Incident rarissime à l’hôpital Sainte-Musse : extraction d’un obus de la Grande Guerre coincé dans le rectum d’un patient âgé
Samedi 17 décembre 2022 restera une date marquante dans les annales de l’hôpital Sainte-Musse de Toulon. Ce jour-là, un homme de 88 ans franchit les portes des urgences avec une douleur inhabituelle et un secret bien gardé : un obus de la Première Guerre mondiale, vestige historique devenu source d’urgence médicale. L’événement, à la fois médical et sécuritaire, a mobilisé en quelques minutes l’ensemble des protocoles de crise de l’établissement.

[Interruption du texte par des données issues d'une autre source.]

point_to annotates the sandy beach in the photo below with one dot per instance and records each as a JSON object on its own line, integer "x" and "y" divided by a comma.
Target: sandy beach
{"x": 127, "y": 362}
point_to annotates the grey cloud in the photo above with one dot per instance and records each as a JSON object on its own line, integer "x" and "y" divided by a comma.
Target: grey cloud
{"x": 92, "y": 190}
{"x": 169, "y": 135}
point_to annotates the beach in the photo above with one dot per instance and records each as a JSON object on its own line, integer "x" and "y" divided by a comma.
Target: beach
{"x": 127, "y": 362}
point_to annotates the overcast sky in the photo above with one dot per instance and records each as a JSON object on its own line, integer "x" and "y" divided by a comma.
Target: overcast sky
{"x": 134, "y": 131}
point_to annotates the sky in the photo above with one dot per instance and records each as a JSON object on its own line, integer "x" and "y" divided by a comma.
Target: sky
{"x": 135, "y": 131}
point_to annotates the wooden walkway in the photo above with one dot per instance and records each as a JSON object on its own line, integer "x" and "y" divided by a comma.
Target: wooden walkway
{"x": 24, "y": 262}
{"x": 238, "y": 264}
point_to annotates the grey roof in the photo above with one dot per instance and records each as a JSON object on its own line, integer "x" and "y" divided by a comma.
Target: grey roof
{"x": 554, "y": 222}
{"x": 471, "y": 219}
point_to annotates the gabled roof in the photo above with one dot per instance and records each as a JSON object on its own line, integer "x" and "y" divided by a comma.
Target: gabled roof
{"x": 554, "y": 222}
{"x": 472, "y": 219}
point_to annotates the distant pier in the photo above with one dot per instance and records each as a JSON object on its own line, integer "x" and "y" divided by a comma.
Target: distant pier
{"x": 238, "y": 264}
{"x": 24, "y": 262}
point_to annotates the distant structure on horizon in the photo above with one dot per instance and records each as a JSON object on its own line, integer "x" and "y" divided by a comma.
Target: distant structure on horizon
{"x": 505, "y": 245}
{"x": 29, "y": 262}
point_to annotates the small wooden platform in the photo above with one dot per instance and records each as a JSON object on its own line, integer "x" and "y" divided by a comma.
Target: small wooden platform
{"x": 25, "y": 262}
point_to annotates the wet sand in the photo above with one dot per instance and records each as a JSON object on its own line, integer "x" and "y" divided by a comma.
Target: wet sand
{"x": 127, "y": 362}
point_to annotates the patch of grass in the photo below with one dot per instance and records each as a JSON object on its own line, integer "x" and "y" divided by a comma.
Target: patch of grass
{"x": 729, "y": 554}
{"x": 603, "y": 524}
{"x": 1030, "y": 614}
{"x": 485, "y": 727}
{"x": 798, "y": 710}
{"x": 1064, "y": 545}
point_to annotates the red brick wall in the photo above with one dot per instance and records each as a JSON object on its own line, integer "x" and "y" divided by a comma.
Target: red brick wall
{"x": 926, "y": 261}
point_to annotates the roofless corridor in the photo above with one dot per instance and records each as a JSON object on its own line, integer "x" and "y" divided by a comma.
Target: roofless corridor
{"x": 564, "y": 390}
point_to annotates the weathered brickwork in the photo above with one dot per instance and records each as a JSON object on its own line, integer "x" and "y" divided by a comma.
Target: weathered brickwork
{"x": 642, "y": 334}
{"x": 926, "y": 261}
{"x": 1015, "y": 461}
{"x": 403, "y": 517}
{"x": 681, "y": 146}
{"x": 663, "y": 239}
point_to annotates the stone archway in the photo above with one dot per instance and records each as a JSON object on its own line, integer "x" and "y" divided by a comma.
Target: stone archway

Le patient et son fardeau historique
Âgé de 88 ans, l’homme a déclaré aux équipes médicales avoir « glissé et être tombé » avec l’objet. L’obus, mesurant environ 18 centimètres de long pour un diamètre de 5 à 6 centimètres, était fermement coincé dans le rectum. Bien que le patient ait immédiatement précisé que l’engin était « démilitarisé », les médecins ont appliqué le principe de précaution maximal face à ce qui pouvait s’avérer être un engin explosif.
Évacuation et mobilisation des forces de sécurité
En quelques instants, l’ambiance des urgences s’est transformée. Le service a été partiellement évacué par mesure de sécurité. Les services de déminage ont été alertés et se sont rendus sur place en urgence. Pendant plusieurs heures, l’hôpital a fonctionné en mode crise, les patients et le personnel attendant avec anxiété le verdict des experts en explosifs.
L’expertise des démineurs rassure tout le monde
Après un examen attentif, les démineurs ont confirmé que l’obus était effectivement inerte. Selon les informations recueillies, il s’agissait d’un obus de collection datant de 1918, probablement offert en souvenir aux Poilus de la Grande Guerre. Cette certification a permis de lever l’alerte et de donner le feu vert aux chirurgiens pour procéder à l’extraction.
L’intervention chirurgicale
Une équipe spécialisée en chirurgie viscérale a été mobilisée pour une opération délicate. L’extraction s’est faite par voie abdominale, une approche technique permettant de minimiser les risques pour le patient. L’intervention s’est déroulée sans complication, témoignant du professionnalisme et de l’adaptabilité des équipes médicales face à des situations exceptionnelles.
Le témoignage édifiant du personnel soignant
Interrogé par Nice-Matin, un membre du personnel hospitalier a partagé son étonnement : « Nous avons l’habitude des corps étrangers rectaux — fruits, objets du quotidien, parfois des articles de toilette. Mais un obus de guerre ? Jamais ! » Cette réaction illustre parfaitement le caractère unique de ce cas dans l’histoire des urgences médicales françaises.
Un cas médical qui interroge
Cet incident soulève plusieurs questions. Comment un tel objet historique a-t-il pu se retrouver dans une telle situation ? Les objets de collection militaire doivent-ils faire l’objet d’une réglementation plus stricte ? Et surtout, comment les services d’urgence gèrent-ils des cas aussi atypiques ?
Les médecins rappellent que les corps étrangers dans le rectum représentent une urgence fréquente, mais que chaque cas nécessite une approche individualisée. La présence d’un objet aussi volumineux et potentiellement dangereux comme un obus de 1918 reste cependant un cas d’école exceptionnel.
Conclusion : une journée mémorable pour l’hôpital de Toulon
Le patient, bien que secoué par cette expérience, a pu quitter l’hôpital Sainte-Musse en bonne santé. Quant aux équipes médicales et de sécurité, elles garderont longtemps en mémoire cette journée où l’histoire, la médecine et la sécurité publique se sont croisées de la manière la plus insolite qui soit.